Di sisi lain, Wijayanto menyoroti tantangan pemerintah dalam melaksanakan penyitaan aset Wajib Pajak badan atau perusahaan. Pasalnya, perusahaan tersebut berpotensi besar telah menjaminkan aset-asetnya untuk kredit perbankan. Meski demikian, ia tetap mendorong upaya pemerintah untuk mengeksekusi secara tegas penagihan hingga penyitaan aset penunggak pajak sesuai dengan perundang-undangan perpajakan.
“Jadi, target Rp60 triliun untuk bisa ter-collect semuanya, itu menurut saya berat. Barangkali 40 – 50 persen itu sangat mungkin. Sisanya, pemerintah akan mendapatkan aset, aset tersebut kemungkinan memerlukan waktu, pemerintah akan menghadapi urusan legal yang sangat kompleks. Apabila aset dijaminkan ke bank, dalam konteks ini, bank mendapat prioritas dari aset-aset tersebut,” jelas Wijayanto.
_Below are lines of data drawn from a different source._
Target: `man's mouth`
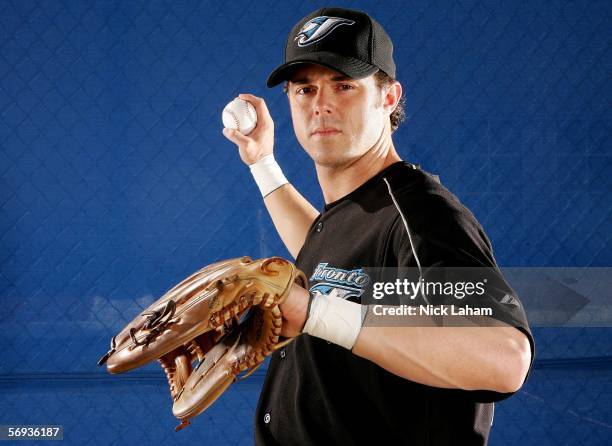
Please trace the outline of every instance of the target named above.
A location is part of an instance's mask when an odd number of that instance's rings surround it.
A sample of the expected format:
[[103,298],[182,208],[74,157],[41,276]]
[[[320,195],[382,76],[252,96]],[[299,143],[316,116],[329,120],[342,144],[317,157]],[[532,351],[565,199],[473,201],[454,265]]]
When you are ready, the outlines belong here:
[[335,127],[319,127],[316,128],[310,135],[311,136],[330,136],[330,135],[335,135],[337,133],[340,133],[340,130],[338,130]]

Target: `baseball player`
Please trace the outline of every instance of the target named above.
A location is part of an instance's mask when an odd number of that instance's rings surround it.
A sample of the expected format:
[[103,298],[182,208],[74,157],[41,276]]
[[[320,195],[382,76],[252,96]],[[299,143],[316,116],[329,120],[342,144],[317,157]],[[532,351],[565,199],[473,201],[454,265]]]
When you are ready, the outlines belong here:
[[295,135],[315,163],[321,212],[274,160],[274,123],[261,98],[239,96],[257,111],[253,132],[223,130],[309,277],[309,289],[294,286],[281,306],[284,333],[299,336],[270,361],[257,444],[483,445],[494,402],[515,393],[531,367],[533,338],[509,287],[480,297],[503,321],[495,327],[364,324],[364,267],[498,271],[472,213],[398,156],[395,71],[389,36],[363,12],[319,9],[291,31],[285,63],[267,85],[285,85]]

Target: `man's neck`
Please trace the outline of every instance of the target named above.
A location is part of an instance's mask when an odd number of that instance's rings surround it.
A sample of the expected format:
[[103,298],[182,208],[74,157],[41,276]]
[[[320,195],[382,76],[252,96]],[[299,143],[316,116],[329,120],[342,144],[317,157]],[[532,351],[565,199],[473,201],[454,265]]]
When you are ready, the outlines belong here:
[[363,156],[342,166],[316,165],[317,177],[325,203],[332,203],[350,194],[374,175],[401,161],[395,151],[391,134],[383,131],[377,143]]

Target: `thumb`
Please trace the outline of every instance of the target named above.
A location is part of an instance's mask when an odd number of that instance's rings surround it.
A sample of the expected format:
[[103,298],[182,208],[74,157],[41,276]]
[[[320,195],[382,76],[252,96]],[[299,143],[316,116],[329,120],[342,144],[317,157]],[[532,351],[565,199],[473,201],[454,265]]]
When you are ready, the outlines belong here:
[[223,136],[238,146],[243,146],[249,143],[250,138],[244,136],[238,130],[223,128]]

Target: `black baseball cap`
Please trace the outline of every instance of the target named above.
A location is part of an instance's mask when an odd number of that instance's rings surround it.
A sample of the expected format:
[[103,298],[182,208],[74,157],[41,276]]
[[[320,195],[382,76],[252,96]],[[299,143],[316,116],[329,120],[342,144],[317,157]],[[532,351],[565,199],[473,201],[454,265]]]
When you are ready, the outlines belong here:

Tak kalah penting, ia berharap, penindakan hukum ini berlaku adil untuk seluruh penunggak pajak. Secara simultan, pemerintah juga perlu memerhatikan implikasi kondisi perekonomian dan iklim investasi yang masih mengalami tekanan global.
“Kalau saya berdiskusi dengan banyak pengusaha, sebenarnya mereka ada di posisi yang berat berbisnis di Indonesia. Bisa jadi kalau asetnya disita, tanggung jawab-tanggung jawab lain kepada karyawannya tidak bisa direalisasikan. Hati-hati, bisa jadi penyitaan aset malah menjadi suatu yang ditunggu-tunggu penunggak pajak,” ungkap Wijayanto.